Since last year, a number of Israeli start-ups in the fields of artificial intelligence, fintech and agriculture have set up shop in the UAE.
Business exchanges between the two countries, whose economies were hard hit by the coronavirus pandemic, reached $500 million in August -- excluding investments -- after tourism, aviation and financial service deals were struck.
"The main benefits for the UAE have been economic," Elham Fakhro, an analyst at the International Crisis Group think-tank, told AFP.
"Tourism, cultural exchanges, cyber-security agreements, and diplomatic exchanges have benefitted the two states."
According to Israel's consulate in Dubai, nearly 200,000 Israelis have visited the UAE since the establishment of ties.
Opening everything up
Bahrain is also hoping normalisation will help attract visitors from abroad.
Many Bahraini Jews left the country during the Arab-Israeli conflict over fears they would be targeted, while others stayed behind but kept a low profile, said 61-year-old Rabbi Ebrahim Nonoo.
Nonoo recently led prayer services in Manama's renovated synagogue, bringing Jewish traditions into plain view for the first time in decades.
The accords "opened everything" up, he told AFP.
Rabbi Elie Abadie, head of the association of Gulf Jewish communities, said the return of public prayer was "renewing our history in the region".
"Jewish public prayers were heard in this region for over 2,000 years and unfortunately were stopped in 1947," he said. "Resuming them is like coming back home."
Even when the synagogue was out of action, Jews in Bahrain were still prominent in business and public life.
One example is Nancy Khedouri, a Bahraini Jewish parliamentarian, who hopes that the opening up of Jewish culture will attract visitors from abroad.
"Many more people from the Jewish faith are interested to travel to the region, dreaming up new opportunities, enthusiastic to learn from those already living in the Gulf region," she told AFP.
"Those visiting will definitely contribute to tourism and economic growth."
Countering Iran
Retired Emirati army officer Abdullah al-Ameri said in all likelihood the normalisation accords with Israel will continue to expand to other countries.

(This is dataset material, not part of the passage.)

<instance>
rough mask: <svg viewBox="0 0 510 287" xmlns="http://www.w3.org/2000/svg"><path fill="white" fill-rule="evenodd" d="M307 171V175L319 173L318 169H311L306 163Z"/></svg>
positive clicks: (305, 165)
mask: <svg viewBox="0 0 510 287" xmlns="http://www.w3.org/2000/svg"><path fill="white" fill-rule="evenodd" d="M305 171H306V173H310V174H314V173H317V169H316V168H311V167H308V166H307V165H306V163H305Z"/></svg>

"Misgivings about [the accords] have largely dissipated with the start of the implementation and actual application of many of their provisions," he said.
The main threat to most of the region's countries is Iran and the Islamic Revolutionary Guard Corps' (IRGC) "projects", he said, referring to Tehran's efforts to expand influence in the region.
"Confronting the IRGC and its affiliates is an integrated collective responsibility, and will not yield results except through mutual co-operation among all," al-Ameri said.
This would require "casting away past historical disagreements once and for all and working to establish new relations that fit and keep pace with the current era, especially since the Iranian threat is growing due to Iran's insistence on possessing and manufacturing nuclear weapons", he said.
The fate of the countries of the region "will undoubtedly be ruined" if Iran were to direct such weapons at any one nation.
"A unified confrontation of this danger and the renunciation of differences among the countries of the region are the only way to eliminate this danger and put an end to the proliferation of the IRGC's affiliates and limit their effectiveness," he said.
Limiting the recent agreements to just the issue of normalisation of ties "would be an injustice to the accords", said Abdullah al-Dakhil, a lecturer at the Faculty of Political Science at King Saud University in Riyadh.
The accords are a safety valve that "allowed some countries in the region to form a bloc, albeit partially so far, to repel terrorist attempts by multiple parties, be they extremist terrorist groups or the IRGC and its military arms in the region", he said.
"The accords are among the most important agreements reached in the modern era to establish peace in the Middle East and forge new alliances to ensure security and safety for the peoples of this region," said al-Dakhil.